SDK Usage for Spark Jobs
IOMETE's Python SDK provides a simple and convenient way to interact with our platform using Python code. With our SDK, you can easily integrate our platform's functionality into your Python projects and automate various tasks.
This document provides examples of how to use the iomete-sdk
Python module to interact with the IOMETE platform.
The examples demonstrate various operations such as creating, updating, and deleting jobs, as well as submitting job runs.
If you have any questions or feedback, please do not hesitate to reach out to our support team.
Installation
To follow these examples, make sure you have the following dependency installed:
pip install iomete-sdk
Prerequisites
Also, you should have a valid IOMETE API token and workspace ID. For this example, we are using environment variables to store these values.
In the Resources section below, you can find a link to the documentation on how to create an API token.

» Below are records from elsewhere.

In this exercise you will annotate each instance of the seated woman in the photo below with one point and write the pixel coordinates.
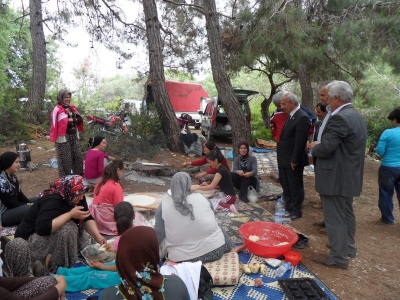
(138, 266)
(209, 174)
(186, 227)
(13, 203)
(221, 178)
(244, 171)
(42, 288)
(96, 159)
(107, 194)
(97, 275)
(57, 221)
(18, 284)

Workspace ID and Endpoint (for cURL examples) can be found in the Workspace Settings page of the IOMETE platform.
SDK Usage Examples
Initialization
First, import the required libraries and create a SparkJobApiClient
instance to interact with the Iomete platform:
import os
import uuid
from iomete_sdk import SparkJobApiClient
TEST_TOKEN = os.environ.get("TEST_TOKEN")
WORKSPACE_ID = "pceh7-816"
job_client = SparkJobApiClient(
workspace_id=WORKSPACE_ID,
api_key=TEST_TOKEN,
)
Creating a Job
Here's an example of how to create a new job:
- Python
- cURL
job_payload = {
"name": "test-job",
"template": {
"sparkVersion": "3.2.1",
"mainApplicationFile": "local:///opt/spark/examples/jars/spark-examples_2.12-3.2.1-iomete.jar",
"mainClass": "org.apache.spark.examples.SparkPi",
"arguments": \["10"]
}
}
job_create_response = job_client.create_job(payload=job_payload)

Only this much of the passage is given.